Estudiando
4. Tazría-Metzorá
El Libro de Vaikrá (Levítico)
+100%-

Farbrenguen: Likutei Sijot 1

Extraido de Sijot en español

Bsd.
En ocasión de Shabat Parshat Tazría-Metzorá publicamos parte de Sijá correspondiente a la Sección Tazría, del Volumen I de Likutei Sijot.

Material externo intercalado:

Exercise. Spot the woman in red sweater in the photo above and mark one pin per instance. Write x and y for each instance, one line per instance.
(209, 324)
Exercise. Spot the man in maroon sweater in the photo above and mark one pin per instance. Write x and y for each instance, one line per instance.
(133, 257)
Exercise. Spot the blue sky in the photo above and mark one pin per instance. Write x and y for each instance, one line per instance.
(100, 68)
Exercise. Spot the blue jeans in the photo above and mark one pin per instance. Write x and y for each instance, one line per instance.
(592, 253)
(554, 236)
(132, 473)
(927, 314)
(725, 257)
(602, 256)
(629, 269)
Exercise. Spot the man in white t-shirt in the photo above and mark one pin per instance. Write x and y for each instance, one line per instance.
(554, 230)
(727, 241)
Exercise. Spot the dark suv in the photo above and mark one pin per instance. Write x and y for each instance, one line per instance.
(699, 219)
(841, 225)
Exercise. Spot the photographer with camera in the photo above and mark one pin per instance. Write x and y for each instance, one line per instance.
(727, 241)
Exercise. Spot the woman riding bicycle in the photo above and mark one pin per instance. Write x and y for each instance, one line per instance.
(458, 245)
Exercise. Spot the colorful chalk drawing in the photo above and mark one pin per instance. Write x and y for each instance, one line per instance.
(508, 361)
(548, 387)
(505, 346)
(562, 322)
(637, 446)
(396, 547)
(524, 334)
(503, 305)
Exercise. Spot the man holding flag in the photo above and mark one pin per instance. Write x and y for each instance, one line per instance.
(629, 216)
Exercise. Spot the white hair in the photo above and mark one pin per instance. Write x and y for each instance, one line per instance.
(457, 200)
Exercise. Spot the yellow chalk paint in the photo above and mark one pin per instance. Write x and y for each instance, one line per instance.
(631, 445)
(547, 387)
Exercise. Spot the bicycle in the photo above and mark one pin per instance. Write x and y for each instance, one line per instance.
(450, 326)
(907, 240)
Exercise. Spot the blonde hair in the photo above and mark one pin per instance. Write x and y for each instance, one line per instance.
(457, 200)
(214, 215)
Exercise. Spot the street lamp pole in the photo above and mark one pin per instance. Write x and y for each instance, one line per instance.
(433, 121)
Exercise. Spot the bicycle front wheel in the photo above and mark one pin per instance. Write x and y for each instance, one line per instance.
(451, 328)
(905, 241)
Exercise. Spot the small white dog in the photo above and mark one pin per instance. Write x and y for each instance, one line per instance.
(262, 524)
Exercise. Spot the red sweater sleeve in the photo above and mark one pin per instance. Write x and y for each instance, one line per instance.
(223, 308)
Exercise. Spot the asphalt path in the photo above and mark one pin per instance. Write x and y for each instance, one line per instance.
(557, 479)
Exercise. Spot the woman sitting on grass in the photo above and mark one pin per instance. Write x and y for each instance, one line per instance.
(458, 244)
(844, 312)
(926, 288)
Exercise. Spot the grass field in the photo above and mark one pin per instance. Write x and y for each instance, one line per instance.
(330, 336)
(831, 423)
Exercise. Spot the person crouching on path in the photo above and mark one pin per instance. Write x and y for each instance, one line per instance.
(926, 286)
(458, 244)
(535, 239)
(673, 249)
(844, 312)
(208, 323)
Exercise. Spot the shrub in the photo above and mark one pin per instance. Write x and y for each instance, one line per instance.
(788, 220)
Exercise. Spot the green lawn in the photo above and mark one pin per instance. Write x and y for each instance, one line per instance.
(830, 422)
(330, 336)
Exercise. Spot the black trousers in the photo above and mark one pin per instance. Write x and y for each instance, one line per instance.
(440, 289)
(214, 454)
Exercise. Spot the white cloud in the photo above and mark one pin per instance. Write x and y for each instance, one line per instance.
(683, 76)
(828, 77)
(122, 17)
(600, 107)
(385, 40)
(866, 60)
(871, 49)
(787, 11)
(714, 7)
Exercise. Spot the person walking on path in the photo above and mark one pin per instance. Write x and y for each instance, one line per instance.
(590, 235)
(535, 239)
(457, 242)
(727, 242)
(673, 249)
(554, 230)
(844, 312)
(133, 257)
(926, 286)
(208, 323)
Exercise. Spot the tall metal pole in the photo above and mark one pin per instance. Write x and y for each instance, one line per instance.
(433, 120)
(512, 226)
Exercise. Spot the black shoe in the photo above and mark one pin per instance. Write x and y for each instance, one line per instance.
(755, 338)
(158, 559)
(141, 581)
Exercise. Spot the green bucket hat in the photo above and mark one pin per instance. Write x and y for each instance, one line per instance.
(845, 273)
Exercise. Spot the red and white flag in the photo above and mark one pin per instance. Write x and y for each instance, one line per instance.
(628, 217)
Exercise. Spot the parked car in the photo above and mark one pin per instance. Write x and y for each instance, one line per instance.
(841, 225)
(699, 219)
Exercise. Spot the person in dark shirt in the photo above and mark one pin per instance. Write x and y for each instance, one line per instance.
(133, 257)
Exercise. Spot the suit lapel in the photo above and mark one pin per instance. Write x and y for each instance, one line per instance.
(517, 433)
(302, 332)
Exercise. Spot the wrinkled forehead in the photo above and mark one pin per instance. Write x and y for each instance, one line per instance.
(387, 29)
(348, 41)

Sijot en Español y Editorial Kehot Lubavitch agradecerán sus comentarios y/o correcciones. Contacto: info@sijotenespanol.org.ar y info@kehot.com.ar. Asimismo, para dedicar fascículos del Likutei Sijot contactarse info@sijotenespanol.org.ar o al Teléfono 54 11 4504 1908.
Las frases entre corchetes [ ] son agregados de la edición en Español. las notas originales se agregaron las notas de la versión Inglesa (NVI) las de la edición en Español (NE). Cuando aparece en el texto ‘’Mi suegro, el Rebe (anterior)’’, el Rebe hace referencia a su antecesor Rabí Iosef Itzjak Schneersohn, 6to. Rebe de Jabad.
28 de Nisán de 5767
Textos originales: Likkutei Sichos (© Kehot Publication Society, Brooklyn, NY)
Edición de Textos y Dirección General: Rabino David Stoler
Traducción: Equipo de Sijot en Español.
Revisión: Rabino Natán Grunblatt.

1. Sobre el versículo [inicial de la Sección Semanal:] “Cuando una mujer conciba –tazría– dará a luz un varón – zajar”, el Or HaJaim HaKadosh señala que la Escritura alude a Kneset Israel, la Comunidad de Israel, el Pueblo Judío al que se denomina ishá (mujer, esposa), como está escrito: “Porque tu Hacedor (Di-s) es tu esposo”. Por lo tanto, si el Pueblo Judío siembra –mazríamitzvot y buenas acciones, –como está dicho, “siembren para vosotros tzedaká”- la Torá promete que “dará a luz un varón” es decir, [proyectará desde lo Alto] el aspecto [Divino] de zajar (“masculino – dador”) que es superior al de nekevá (“femenino – receptor”). Más aún, la expresión “veialdá – dará a luz” implica que con seguridad dará a luz, lo que se refiere a la Redención Futura que se producirá desde el nivel de zajar.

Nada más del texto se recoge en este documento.